ETYM French réfugié, from se réfugier to take refuge. Related to Refuge.
An exile who flees for safety.
Person fleeing from oppressive or dangerous conditions (such as political, religious, or military persecution) and seeking refuge in a foreign country. In 1995 there were an estimated 23 million refugees worldwide; their resettlement and welfare is the responsibility of the United Nations High Commission for Refugees (UNHCR). An estimated average of 10,000 people a day become refugees.
The term was originally applied to the French Huguenots who came to England after toleration of Protestantism was withdrawn with the revocation of the Edict of Nantes in 1685. Major refugee movements in 20th-century Europe include: Jews from the pogroms of Russia 1881–1914 and again after the Revolution; White Russians from the USSR after 1917; Jews from Germany and other Nazi-dominated countries 1933–45; the displaced people of World War II; and from 1991 victims of the the civil wars in Croatia and Bosnia-Herzegovina.
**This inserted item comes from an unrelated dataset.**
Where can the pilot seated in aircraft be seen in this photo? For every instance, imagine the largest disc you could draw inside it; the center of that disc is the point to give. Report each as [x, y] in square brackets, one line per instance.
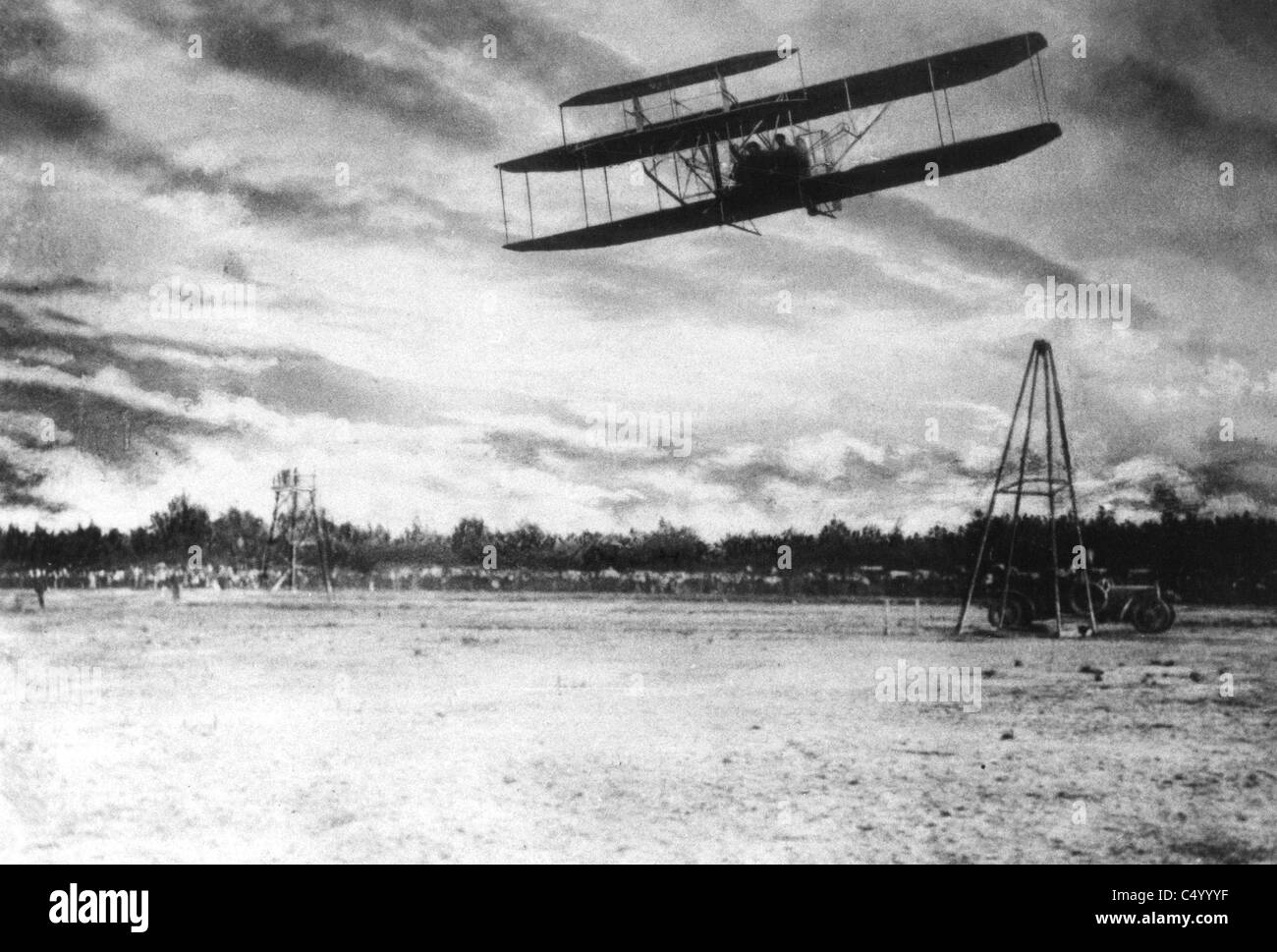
[788, 160]
[771, 169]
Many Chinese fled the mainland after the communist revolution of 1949, especially to Taiwan and Hong Kong; many Latin Americans fled from Cuba, Colombia, Brazil, Chile, Argentina, and Central America when new governments took power; and many boat people left Vietnam after the victory of the North over the South. Refugee movements created by natural disasters and famine have been widespread, most notably in Ethiopia and Sudan, where civil war has also contributed. Between 1985 and 1989 the number of refugees doubled worldwide, and the Gulf War 1991 created 1.5 million refugees, though many were later able to return to their homes.
In 1993 there were more than 7 million refugees in Asia (4 million in Iran and 1.6 million in Pakistan), 5.5 million in Africa (including 1.6 million in Malawi), 4.5 million in Europe (including 2.3 million in the former Yugoslavia), and 1.8 million in the Americas. During 1992 2.4 million refugees went back to their home countries voluntarily.
A distinction is usually made by Western nations between “political” refugees and so-called “economic” refugees, who are said to be escaping from poverty rather than persecution, particularly when the refugees come from low-income countries. The latter group often become illegal immigrants; see immigration and emigration. International law recognizes the right of the persecuted to seek asylum but does not oblige states to provide it. Only 0.17% of W Europe’s population are refugees.
Internally displaced people, who have been forced to leave their homes but not crossed their country’s borders, are not recognized as refugees; they were estimated to number at least 26 million (1995).